What if the same algorithms that allow Amazon and Walmart to deliver products with radical efficiency could be used to ensure emergency supplies reach disaster zones? What if satellite data could be used to make insurance affordable for millions of subsistence farmers? What if text message analysis could predict malaria outbreaks and save lives?
All of these projects are possible today. Mobile phones, sensors, and new software have created an abundance of data that can be mined, understood, and harnessed to make organizations more effective in almost every sector. Just as the 90's saw computing spread to new non-technical disciplines, every field today is having its 'data moment', making any NGO with a cellphone program just as much a 'data' company as a tech startup. Already, stories are spreading of groups using cellphone data to more accurately estimate poverty, satellite imagery to monitor coastlines, and social media data to prevent flus.

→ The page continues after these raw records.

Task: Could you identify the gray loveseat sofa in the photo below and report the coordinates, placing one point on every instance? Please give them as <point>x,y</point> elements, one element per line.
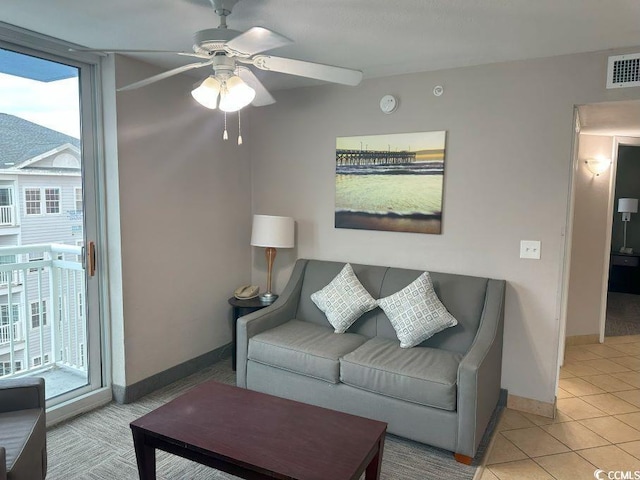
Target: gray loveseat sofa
<point>442,392</point>
<point>23,436</point>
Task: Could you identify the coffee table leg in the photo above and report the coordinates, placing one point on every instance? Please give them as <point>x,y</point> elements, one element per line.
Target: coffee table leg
<point>373,469</point>
<point>145,456</point>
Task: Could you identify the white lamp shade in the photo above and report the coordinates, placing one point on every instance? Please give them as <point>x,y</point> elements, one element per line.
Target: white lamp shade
<point>207,93</point>
<point>628,205</point>
<point>235,95</point>
<point>272,231</point>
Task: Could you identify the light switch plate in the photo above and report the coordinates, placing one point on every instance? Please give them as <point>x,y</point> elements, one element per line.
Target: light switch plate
<point>530,249</point>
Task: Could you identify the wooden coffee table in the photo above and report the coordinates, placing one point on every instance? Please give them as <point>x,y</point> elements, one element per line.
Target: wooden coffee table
<point>257,436</point>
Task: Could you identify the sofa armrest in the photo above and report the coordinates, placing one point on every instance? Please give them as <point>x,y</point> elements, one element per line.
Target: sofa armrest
<point>3,464</point>
<point>21,394</point>
<point>480,372</point>
<point>282,310</point>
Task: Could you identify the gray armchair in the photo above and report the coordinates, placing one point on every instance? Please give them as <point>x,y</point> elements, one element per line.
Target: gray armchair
<point>23,436</point>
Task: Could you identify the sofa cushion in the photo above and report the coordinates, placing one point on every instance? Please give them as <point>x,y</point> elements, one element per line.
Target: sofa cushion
<point>344,300</point>
<point>421,375</point>
<point>304,348</point>
<point>22,434</point>
<point>416,313</point>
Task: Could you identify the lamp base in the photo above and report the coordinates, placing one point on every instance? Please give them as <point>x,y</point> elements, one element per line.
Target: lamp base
<point>268,297</point>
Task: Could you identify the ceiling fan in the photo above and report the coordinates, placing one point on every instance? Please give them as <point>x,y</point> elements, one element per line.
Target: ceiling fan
<point>230,53</point>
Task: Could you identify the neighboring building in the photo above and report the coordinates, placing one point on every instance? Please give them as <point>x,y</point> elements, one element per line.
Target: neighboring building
<point>40,203</point>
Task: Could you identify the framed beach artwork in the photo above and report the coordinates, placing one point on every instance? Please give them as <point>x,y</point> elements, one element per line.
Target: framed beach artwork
<point>390,182</point>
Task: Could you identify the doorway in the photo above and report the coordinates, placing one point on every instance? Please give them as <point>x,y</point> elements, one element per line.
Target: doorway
<point>622,314</point>
<point>50,324</point>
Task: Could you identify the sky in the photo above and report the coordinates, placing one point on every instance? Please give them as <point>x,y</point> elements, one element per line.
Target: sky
<point>54,105</point>
<point>397,141</point>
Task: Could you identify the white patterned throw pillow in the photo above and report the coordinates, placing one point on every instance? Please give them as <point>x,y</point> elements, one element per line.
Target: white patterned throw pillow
<point>344,300</point>
<point>416,313</point>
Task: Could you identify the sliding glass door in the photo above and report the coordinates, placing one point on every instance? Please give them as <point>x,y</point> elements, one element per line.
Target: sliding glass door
<point>50,322</point>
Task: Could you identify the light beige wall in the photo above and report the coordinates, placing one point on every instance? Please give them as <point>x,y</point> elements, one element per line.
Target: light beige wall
<point>590,232</point>
<point>509,139</point>
<point>185,222</point>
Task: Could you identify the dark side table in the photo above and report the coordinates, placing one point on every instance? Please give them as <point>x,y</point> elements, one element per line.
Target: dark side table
<point>240,309</point>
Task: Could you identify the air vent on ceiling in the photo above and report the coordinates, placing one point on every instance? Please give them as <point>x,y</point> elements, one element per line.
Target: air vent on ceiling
<point>624,71</point>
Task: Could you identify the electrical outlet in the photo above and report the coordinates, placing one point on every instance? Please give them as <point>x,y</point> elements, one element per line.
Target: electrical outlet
<point>530,249</point>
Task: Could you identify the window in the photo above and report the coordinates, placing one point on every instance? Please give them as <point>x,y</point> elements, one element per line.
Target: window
<point>8,333</point>
<point>35,257</point>
<point>6,206</point>
<point>4,314</point>
<point>34,198</point>
<point>32,201</point>
<point>37,313</point>
<point>5,367</point>
<point>5,277</point>
<point>52,200</point>
<point>78,197</point>
<point>37,361</point>
<point>80,305</point>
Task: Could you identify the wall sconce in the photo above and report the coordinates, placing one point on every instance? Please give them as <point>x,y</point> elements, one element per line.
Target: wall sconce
<point>597,165</point>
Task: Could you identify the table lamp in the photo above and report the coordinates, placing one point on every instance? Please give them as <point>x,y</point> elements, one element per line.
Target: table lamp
<point>271,232</point>
<point>627,206</point>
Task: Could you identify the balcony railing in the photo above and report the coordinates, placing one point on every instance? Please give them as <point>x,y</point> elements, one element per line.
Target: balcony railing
<point>42,309</point>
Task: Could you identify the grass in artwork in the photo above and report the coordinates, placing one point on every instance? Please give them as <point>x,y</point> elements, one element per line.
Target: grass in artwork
<point>390,182</point>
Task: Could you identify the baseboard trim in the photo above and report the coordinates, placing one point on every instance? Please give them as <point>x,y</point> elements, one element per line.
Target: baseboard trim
<point>502,399</point>
<point>131,393</point>
<point>530,405</point>
<point>582,340</point>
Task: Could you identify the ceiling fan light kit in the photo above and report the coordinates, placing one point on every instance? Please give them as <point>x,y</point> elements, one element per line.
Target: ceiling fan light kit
<point>230,53</point>
<point>207,93</point>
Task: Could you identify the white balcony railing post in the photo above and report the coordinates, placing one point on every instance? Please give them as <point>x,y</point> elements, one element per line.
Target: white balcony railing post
<point>53,284</point>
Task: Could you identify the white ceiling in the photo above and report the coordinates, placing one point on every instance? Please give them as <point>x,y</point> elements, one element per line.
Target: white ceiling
<point>379,37</point>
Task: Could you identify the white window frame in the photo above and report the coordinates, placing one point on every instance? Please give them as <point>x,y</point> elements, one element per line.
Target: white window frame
<point>6,366</point>
<point>46,201</point>
<point>32,315</point>
<point>26,202</point>
<point>35,258</point>
<point>43,201</point>
<point>6,305</point>
<point>77,191</point>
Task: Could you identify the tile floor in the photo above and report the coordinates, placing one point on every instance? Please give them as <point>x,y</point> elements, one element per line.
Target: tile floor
<point>597,425</point>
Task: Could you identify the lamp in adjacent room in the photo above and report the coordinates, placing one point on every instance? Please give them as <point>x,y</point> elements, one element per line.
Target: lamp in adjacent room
<point>627,206</point>
<point>597,165</point>
<point>271,232</point>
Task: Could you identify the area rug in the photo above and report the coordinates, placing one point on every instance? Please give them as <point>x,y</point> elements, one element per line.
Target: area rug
<point>623,314</point>
<point>98,445</point>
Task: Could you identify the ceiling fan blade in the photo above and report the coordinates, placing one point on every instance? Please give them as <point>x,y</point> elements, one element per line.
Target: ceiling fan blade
<point>318,71</point>
<point>263,97</point>
<point>256,40</point>
<point>163,75</point>
<point>103,50</point>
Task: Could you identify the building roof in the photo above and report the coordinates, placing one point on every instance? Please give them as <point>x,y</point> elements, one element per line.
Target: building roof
<point>22,140</point>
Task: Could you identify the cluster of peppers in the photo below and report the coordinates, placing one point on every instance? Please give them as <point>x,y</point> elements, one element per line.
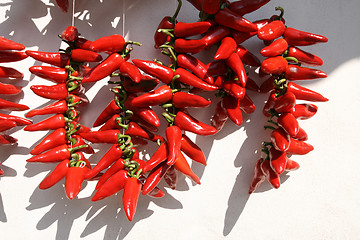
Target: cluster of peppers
<point>283,66</point>
<point>10,51</point>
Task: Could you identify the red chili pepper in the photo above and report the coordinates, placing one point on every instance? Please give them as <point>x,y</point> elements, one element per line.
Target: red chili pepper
<point>11,106</point>
<point>51,123</point>
<point>230,19</point>
<point>300,38</point>
<point>274,65</point>
<point>113,154</point>
<point>294,72</point>
<point>233,110</point>
<point>258,177</point>
<point>54,92</point>
<point>188,123</point>
<point>156,97</point>
<point>54,58</point>
<point>306,94</point>
<point>304,57</point>
<point>183,99</point>
<point>73,180</point>
<point>70,34</point>
<point>280,139</point>
<point>304,111</point>
<point>235,63</point>
<point>113,43</point>
<point>271,30</point>
<point>56,175</point>
<point>154,69</point>
<point>8,72</point>
<point>243,7</point>
<point>54,139</point>
<point>270,175</point>
<point>105,68</point>
<point>6,125</point>
<point>183,29</point>
<point>56,154</point>
<point>55,108</point>
<point>276,48</point>
<point>299,147</point>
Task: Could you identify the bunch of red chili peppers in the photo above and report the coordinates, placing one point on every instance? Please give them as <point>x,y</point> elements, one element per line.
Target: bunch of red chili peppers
<point>10,51</point>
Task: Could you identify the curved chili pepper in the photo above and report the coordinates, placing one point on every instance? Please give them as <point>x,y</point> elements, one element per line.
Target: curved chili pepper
<point>6,125</point>
<point>56,154</point>
<point>188,123</point>
<point>105,68</point>
<point>298,147</point>
<point>243,7</point>
<point>233,110</point>
<point>183,29</point>
<point>54,58</point>
<point>51,123</point>
<point>304,111</point>
<point>276,48</point>
<point>156,97</point>
<point>190,79</point>
<point>183,99</point>
<point>73,180</point>
<point>306,94</point>
<point>54,139</point>
<point>113,154</point>
<point>280,139</point>
<point>56,175</point>
<point>8,72</point>
<point>271,30</point>
<point>274,65</point>
<point>296,37</point>
<point>230,19</point>
<point>270,175</point>
<point>258,177</point>
<point>11,106</point>
<point>154,69</point>
<point>113,185</point>
<point>304,57</point>
<point>294,72</point>
<point>285,103</point>
<point>194,65</point>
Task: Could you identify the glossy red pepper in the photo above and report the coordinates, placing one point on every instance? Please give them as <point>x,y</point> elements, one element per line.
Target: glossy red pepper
<point>130,197</point>
<point>243,7</point>
<point>51,123</point>
<point>230,19</point>
<point>54,108</point>
<point>56,175</point>
<point>113,43</point>
<point>8,72</point>
<point>156,97</point>
<point>54,58</point>
<point>154,69</point>
<point>258,177</point>
<point>11,106</point>
<point>294,72</point>
<point>276,48</point>
<point>54,139</point>
<point>274,65</point>
<point>183,29</point>
<point>296,37</point>
<point>233,110</point>
<point>113,154</point>
<point>306,94</point>
<point>194,65</point>
<point>304,57</point>
<point>105,68</point>
<point>234,62</point>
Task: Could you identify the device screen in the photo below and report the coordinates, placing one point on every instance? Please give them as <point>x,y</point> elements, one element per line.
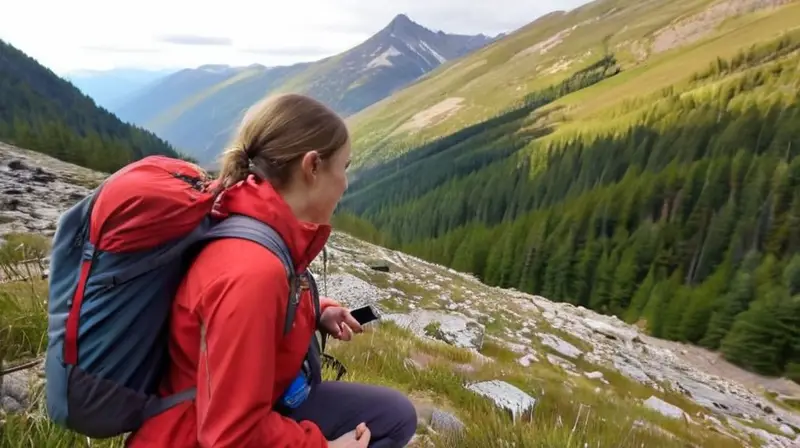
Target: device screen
<point>364,315</point>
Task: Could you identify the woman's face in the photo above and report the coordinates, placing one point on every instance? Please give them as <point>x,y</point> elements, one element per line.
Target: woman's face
<point>329,182</point>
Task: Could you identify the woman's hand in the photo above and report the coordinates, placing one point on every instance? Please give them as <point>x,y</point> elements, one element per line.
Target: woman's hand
<point>358,438</point>
<point>339,323</point>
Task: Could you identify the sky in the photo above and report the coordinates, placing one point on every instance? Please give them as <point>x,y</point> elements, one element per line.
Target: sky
<point>153,34</point>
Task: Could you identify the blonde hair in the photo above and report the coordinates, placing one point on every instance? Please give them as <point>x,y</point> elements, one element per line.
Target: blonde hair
<point>275,133</point>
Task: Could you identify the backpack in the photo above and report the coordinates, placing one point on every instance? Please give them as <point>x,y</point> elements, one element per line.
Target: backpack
<point>118,258</point>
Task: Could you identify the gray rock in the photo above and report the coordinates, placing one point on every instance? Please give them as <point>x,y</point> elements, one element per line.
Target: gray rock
<point>16,386</point>
<point>35,189</point>
<point>664,408</point>
<point>786,429</point>
<point>505,396</point>
<point>10,405</point>
<point>561,346</point>
<point>351,290</point>
<point>526,360</point>
<point>453,328</point>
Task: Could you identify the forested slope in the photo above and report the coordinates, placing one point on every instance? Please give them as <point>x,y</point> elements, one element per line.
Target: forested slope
<point>45,113</point>
<point>679,210</point>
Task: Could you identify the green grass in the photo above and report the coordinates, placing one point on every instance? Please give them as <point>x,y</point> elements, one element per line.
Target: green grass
<point>493,79</point>
<point>570,412</point>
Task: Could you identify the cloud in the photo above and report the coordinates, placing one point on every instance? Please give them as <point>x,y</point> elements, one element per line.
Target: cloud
<point>450,16</point>
<point>243,32</point>
<point>118,49</point>
<point>189,39</point>
<point>311,51</point>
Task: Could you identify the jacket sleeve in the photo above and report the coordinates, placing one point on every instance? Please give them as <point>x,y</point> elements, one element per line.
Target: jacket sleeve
<point>326,302</point>
<point>242,323</point>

Yet for all of this new technology, the challenges to using data for social good are prominent. Data scientists who can harness the power of data are extremely expensive and hard to find. Most of this select group is employed on Wall Street and in Silicon Valley, unavailable to non-profits and governments. Additionally, the field of data science is so new that many social organizations don't yet understand how this new resource could help them achieve their missions. Therefore data science is not often funded, nor is it clear how it could be applied.
What is needed is a way to bring data science capacity to these rich, untapped sources of data alongside the experts working in these fields. Only when data scientists are available and communicating with the social sector can that data be unlocked for the greater good.
DataKind is pursuing a 12-month data science project with its newly created in-house data science team, likely focused around the issue of public health in the U.S. The purpose is to identify key sector-wide challenges to providing services that could be allayed with novel predictive and data-driven techniques. As such, DataKind is looking for experts and implementing partners in public health and public services to advise on its work. It is also seeking best practices in collective impact models and funders who would support improved public health and social services.
DataKind specializes in providing expert data scientists to mission-driven causes. For CGI members that feel data science could be used to advance their theories of change (i.e. they believe challenging questions could be answered through novel insights derived from new datasets) then DataKind is very open to that conversation. DataKind excels at finding novel data sources, exploring data, answering challenging questions from data, and creating data-driven processes in the name of better organizational decision making. Examples include using 60,000 text message conversations to help Crisis Text Line better understand the needs of teens in crisis in the US, working with HURIDOCS to collect and analyze the European Court of Human Rights' rulings to understand which violations were most prevalent and which rulings were not being enforced, and predicting doctors' responses to patient symptoms at local clinics from SMS messages.